Manter-se jovem, no corpo e na alma, virou a grande utopia vazia do nosso tempo
Ser jovem está na moda. A gente quase não pode ser outra coisa sem parecer ridículo. Para quem não sabe, porém, informo que nem sempre foi assim. Antes das revoltas de 1968, quando tudo mudou na nossa parte do mundo, a juventude tinha menos prestígio. Homens e mulheres maduros eram a referência do mundo, e havia, da parte de garotas e rapazes, urgência em tornar-se um deles: mães de família respeitáveis, homens grisalhos com autoridade. Nelson Rodrigues, um reacionário genial dessa época, deu aos jovens um conselho definitivo: “Envelheçam”.
Hoje, ninguém mais diria isso. Ser jovem, se possível para sempre, é o sonho das multidões. Os que ainda têm 20 anos andam pela rua com um olhar de impaciência sobre os pobres coitados que passaram dos 30, deixando para trás o apogeu da existência. Quem cruzou a linha dos 40, e vê o tempo abrir-se numa curva que leva a lugar nenhum, inveja a aparência e as atitudes de quem ainda se acha imortal. Milhões de seres humanos buscam comportamentos e produtos para adiar o avanço do tempo. Manter-se jovem, no corpo e na alma, é a grande utopia do nosso tempo.

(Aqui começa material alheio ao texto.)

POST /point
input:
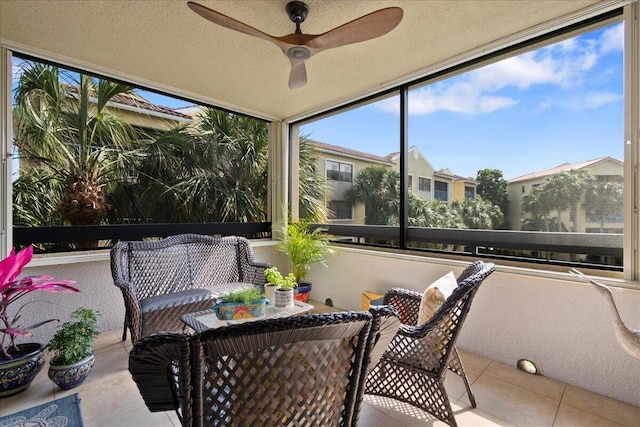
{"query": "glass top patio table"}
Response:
(207, 319)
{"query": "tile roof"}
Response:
(135, 100)
(565, 167)
(352, 153)
(446, 173)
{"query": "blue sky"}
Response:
(561, 103)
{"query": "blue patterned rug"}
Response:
(63, 412)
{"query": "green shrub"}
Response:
(244, 296)
(73, 340)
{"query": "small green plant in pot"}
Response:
(283, 293)
(305, 247)
(71, 349)
(241, 304)
(21, 362)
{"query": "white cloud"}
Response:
(16, 71)
(596, 100)
(613, 39)
(563, 64)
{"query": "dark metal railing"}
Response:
(488, 241)
(35, 235)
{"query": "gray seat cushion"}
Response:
(189, 296)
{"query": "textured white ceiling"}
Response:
(164, 44)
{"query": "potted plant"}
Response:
(305, 247)
(241, 304)
(71, 349)
(284, 286)
(20, 363)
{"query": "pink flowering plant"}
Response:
(12, 289)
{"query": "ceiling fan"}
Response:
(299, 47)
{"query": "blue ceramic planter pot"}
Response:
(16, 374)
(70, 376)
(238, 310)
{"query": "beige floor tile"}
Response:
(474, 364)
(454, 385)
(466, 416)
(372, 417)
(40, 391)
(107, 341)
(538, 383)
(570, 416)
(515, 405)
(403, 413)
(593, 403)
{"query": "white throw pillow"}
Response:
(435, 296)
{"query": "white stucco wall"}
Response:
(561, 324)
(564, 326)
(97, 291)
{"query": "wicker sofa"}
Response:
(161, 280)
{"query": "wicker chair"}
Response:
(161, 280)
(414, 366)
(294, 371)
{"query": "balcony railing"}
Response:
(494, 243)
(112, 233)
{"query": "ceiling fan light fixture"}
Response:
(299, 52)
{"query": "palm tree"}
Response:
(379, 189)
(67, 132)
(604, 199)
(564, 190)
(538, 206)
(479, 213)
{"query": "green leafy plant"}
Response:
(283, 282)
(305, 247)
(244, 296)
(73, 340)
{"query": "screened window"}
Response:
(424, 184)
(441, 191)
(341, 209)
(337, 171)
(469, 192)
(475, 124)
(132, 166)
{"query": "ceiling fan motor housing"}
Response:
(297, 11)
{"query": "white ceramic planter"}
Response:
(270, 293)
(284, 298)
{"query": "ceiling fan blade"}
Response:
(364, 28)
(227, 22)
(298, 75)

Do alto dos meus 57 anos, observo essa obsessão com ironia. Como qualquer pessoa da minha idade, tenho inveja do vigor e da beleza física dos jovens, e às vezes gostaria de ter a leveza de espírito e facilidade de aprender que eles têm. Posto isso, não vejo motivo para ter 20 ou 30 anos de novo. Não foi tão bom quando eu estava lá, e, de qualquer forma, acabou. Voltar para a própria juventude (se isso fosse possível) seria como retornar a uma casa onde eu morei na infância, ou encontrar alguém que amei no passado. Por cinco minutos estaria bem, mas, logo depois, se instalariam a angústia e a nostalgia.

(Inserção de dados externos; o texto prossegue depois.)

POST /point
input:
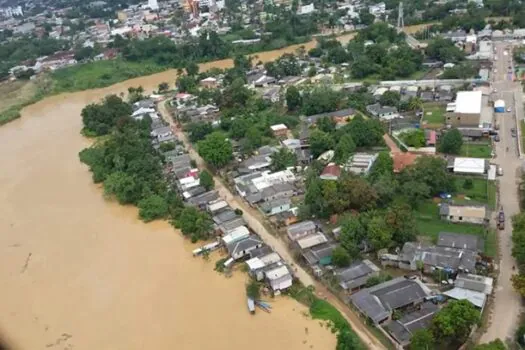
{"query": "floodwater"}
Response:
(78, 272)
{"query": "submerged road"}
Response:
(507, 303)
(254, 219)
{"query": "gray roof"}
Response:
(444, 257)
(315, 254)
(312, 119)
(247, 243)
(267, 206)
(301, 227)
(404, 328)
(225, 216)
(356, 274)
(232, 224)
(204, 198)
(458, 240)
(377, 302)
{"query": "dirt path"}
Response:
(254, 219)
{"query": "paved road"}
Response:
(254, 219)
(507, 303)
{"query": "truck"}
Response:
(501, 220)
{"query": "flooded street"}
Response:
(78, 272)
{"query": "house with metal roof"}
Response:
(378, 302)
(354, 277)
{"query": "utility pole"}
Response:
(400, 20)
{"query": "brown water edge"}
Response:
(79, 271)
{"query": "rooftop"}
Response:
(468, 102)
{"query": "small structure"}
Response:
(499, 106)
(473, 214)
(378, 302)
(311, 240)
(331, 172)
(300, 230)
(472, 166)
(354, 277)
(279, 130)
(279, 278)
(241, 248)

Nós, humanos, somos fadados a viver os episódios da nossa tragédia uma única vez, e depois prosseguir. Não há retorno ou permanência.
Outro dia, pensando nessas coisas, me ocorreu que uma das maneiras de estar bem com a passagem do tempo talvez seja modificar a própria vida, constantemente. A repetição soa como estagnação aos nossos sentidos, e estagnação se assemelha a morte. Se a gente consegue mudar os hábitos e os objetivos, se a gente arruma um jeito de começar de novo – no amor, no trabalho, nos planos –, é provável que o entusiasmo que a gente identifica com a juventude ressurja e permaneça. O que é ser jovem, afinal, senão descobrir novidades todos os dias, e achar tudo interessante, por ser novo?
Talvez a coisa que mais envelheça as pessoas, no mau sentido, é achar que as surpresas que estavam reservadas para elas se esgotaram. A mulher pega o metrô na terça-feira sabendo que não vai conhecer ninguém que mudará o seu destino. O cara espera a semana que vem com a convicção de que não trará nenhuma novidade. Eu já estive desiludido e vazio – anos atrás, por um longo período – e descobri que a vida acaba abrindo uma portinha. Se a gente estiver vivo, pode cruzá-la. Mas é preciso estar disposto, e muita gente não está.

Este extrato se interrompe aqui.